There’s an old joke about a solar-powered flashlight – it only works when the sun is out. If you’re looking at a solar setup, you’ll probably want to use it at night – so you’ll need a battery to store power for when the sun isn’t shining. While battery technology isn’t advancing as quickly as solar panels themselves, advancements still show up every few years. Right now, the first choice when you’re selecting a battery is between lead-acid and lithium ion.

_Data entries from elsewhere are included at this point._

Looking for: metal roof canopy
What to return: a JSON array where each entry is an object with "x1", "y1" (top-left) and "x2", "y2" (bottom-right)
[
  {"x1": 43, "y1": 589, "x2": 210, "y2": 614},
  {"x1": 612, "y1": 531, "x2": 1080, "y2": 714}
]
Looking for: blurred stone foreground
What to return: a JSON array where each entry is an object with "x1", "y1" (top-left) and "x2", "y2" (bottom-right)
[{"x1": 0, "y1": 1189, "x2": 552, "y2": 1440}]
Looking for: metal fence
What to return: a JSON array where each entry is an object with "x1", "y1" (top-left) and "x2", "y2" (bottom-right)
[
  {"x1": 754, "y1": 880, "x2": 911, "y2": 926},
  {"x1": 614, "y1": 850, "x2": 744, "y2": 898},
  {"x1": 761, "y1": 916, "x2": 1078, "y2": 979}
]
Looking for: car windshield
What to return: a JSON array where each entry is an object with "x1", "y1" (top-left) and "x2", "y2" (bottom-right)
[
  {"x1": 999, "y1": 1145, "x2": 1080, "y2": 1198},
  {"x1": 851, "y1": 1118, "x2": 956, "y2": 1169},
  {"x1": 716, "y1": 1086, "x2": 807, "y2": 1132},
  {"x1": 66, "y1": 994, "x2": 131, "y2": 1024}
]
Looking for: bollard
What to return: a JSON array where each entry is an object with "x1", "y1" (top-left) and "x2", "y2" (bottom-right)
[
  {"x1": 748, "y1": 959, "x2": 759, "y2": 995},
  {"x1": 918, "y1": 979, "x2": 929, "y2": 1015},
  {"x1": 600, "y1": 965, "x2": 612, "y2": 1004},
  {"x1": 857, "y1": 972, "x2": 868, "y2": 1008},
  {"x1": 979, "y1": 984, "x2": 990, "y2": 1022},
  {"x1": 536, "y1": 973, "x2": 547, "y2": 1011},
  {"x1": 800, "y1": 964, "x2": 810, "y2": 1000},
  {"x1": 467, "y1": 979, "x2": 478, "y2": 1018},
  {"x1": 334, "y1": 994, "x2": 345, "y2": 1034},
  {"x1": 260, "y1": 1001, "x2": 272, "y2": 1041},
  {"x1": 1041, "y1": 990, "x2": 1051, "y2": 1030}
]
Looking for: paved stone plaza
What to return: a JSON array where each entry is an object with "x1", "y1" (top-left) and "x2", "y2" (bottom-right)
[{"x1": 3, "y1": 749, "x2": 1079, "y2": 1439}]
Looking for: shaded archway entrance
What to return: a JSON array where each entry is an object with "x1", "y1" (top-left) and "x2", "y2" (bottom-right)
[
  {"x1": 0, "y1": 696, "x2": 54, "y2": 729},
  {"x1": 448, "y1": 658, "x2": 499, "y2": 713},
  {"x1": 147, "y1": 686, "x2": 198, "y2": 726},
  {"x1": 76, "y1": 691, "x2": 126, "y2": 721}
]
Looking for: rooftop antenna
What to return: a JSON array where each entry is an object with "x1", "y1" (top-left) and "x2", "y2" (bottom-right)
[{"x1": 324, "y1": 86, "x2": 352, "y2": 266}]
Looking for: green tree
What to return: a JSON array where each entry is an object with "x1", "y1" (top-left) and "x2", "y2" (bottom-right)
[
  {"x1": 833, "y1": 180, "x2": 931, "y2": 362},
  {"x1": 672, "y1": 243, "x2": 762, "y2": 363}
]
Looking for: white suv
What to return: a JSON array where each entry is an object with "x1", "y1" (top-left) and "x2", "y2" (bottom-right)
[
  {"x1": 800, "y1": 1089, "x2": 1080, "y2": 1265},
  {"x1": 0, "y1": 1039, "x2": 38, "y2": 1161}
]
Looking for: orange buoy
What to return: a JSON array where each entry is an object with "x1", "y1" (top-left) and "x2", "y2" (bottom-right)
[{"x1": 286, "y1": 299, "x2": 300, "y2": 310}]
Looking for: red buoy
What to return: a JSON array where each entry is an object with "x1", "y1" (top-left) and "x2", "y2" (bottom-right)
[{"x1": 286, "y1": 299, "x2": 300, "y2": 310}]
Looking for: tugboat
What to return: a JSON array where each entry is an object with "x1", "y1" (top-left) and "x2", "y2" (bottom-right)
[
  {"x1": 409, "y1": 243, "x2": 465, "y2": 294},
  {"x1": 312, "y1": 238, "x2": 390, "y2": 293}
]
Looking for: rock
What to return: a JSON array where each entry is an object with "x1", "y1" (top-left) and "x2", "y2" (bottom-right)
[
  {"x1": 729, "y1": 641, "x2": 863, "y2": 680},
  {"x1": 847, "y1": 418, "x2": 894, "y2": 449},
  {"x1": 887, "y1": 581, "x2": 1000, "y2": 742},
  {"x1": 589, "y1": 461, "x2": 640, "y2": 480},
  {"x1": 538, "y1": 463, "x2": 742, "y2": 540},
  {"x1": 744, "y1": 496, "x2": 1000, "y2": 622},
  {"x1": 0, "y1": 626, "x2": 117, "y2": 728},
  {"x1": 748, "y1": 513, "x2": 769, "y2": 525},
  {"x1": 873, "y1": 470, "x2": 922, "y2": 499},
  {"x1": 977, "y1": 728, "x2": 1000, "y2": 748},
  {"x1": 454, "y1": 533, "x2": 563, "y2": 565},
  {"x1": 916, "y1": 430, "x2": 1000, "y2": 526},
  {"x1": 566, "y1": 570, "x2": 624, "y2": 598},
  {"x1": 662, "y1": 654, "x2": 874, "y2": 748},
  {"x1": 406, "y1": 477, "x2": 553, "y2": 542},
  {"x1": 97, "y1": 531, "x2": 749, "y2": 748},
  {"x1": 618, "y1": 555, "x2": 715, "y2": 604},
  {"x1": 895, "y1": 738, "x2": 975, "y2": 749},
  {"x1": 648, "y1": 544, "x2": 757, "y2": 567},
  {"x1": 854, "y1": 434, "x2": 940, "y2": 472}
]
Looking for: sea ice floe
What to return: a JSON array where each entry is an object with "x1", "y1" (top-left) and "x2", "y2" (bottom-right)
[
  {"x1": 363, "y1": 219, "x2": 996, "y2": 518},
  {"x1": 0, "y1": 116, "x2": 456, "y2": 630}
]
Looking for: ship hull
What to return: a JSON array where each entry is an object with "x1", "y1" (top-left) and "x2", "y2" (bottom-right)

Lead-acid Deep-cycle batteries are an okay choice for small or temporary installations. They’re commonly used for powering electrical systems on boats or recreational vehicles, so there’s plenty of 12V wiring and appliances available. Trouble is, they’re not meant for continuous usage, so you’ll end up replacing them in a few years. Older lead-acid batteries are referred to as “flooded” since they require water to be added to the electrolyte. Flooded batteries need to be deployed outside so that explosive hydrogen gas won’t build up in your home. Modern deep-cycle batteries are sealed and don’t require the maintenance that Flooded batteries need. Regular automotive batteries aren’t useful for solar installations, since they’re damaged by continuous deep discharge.
Lithium ion batteries are a more modern alternative – like the kind of battery you’ll find in your laptop, cell phone or Tesla Powerwall. They’re superior to lead-acid batteries in every aspect except price. Lithium batteries charge and store energy 15% more efficiently, store twice as much power and have a lifespan up to five times that of high-quality lead-acid batteries. These advantages come with a cost: Lithium batteries can cost two to three times as much as the equivalently sized lead-acid battery.
Of course, the best value battery is the one that’s the right size from your home. A battery with not enough storage capacity will need to be replaced more quickly – either because it reaches the end of its life more quickly or because it needs to be replaced with a higher capacity model. A battery that’s too large for one’s needs is more money up front. But one can make a good estimate by determining your peak load (the maximum wattage of all appliances in your home), the time you plan to run each appliance per day and how many days of power you’d like to have in “reserve” (hopefully more than the most cloudy days you’ll see in a row).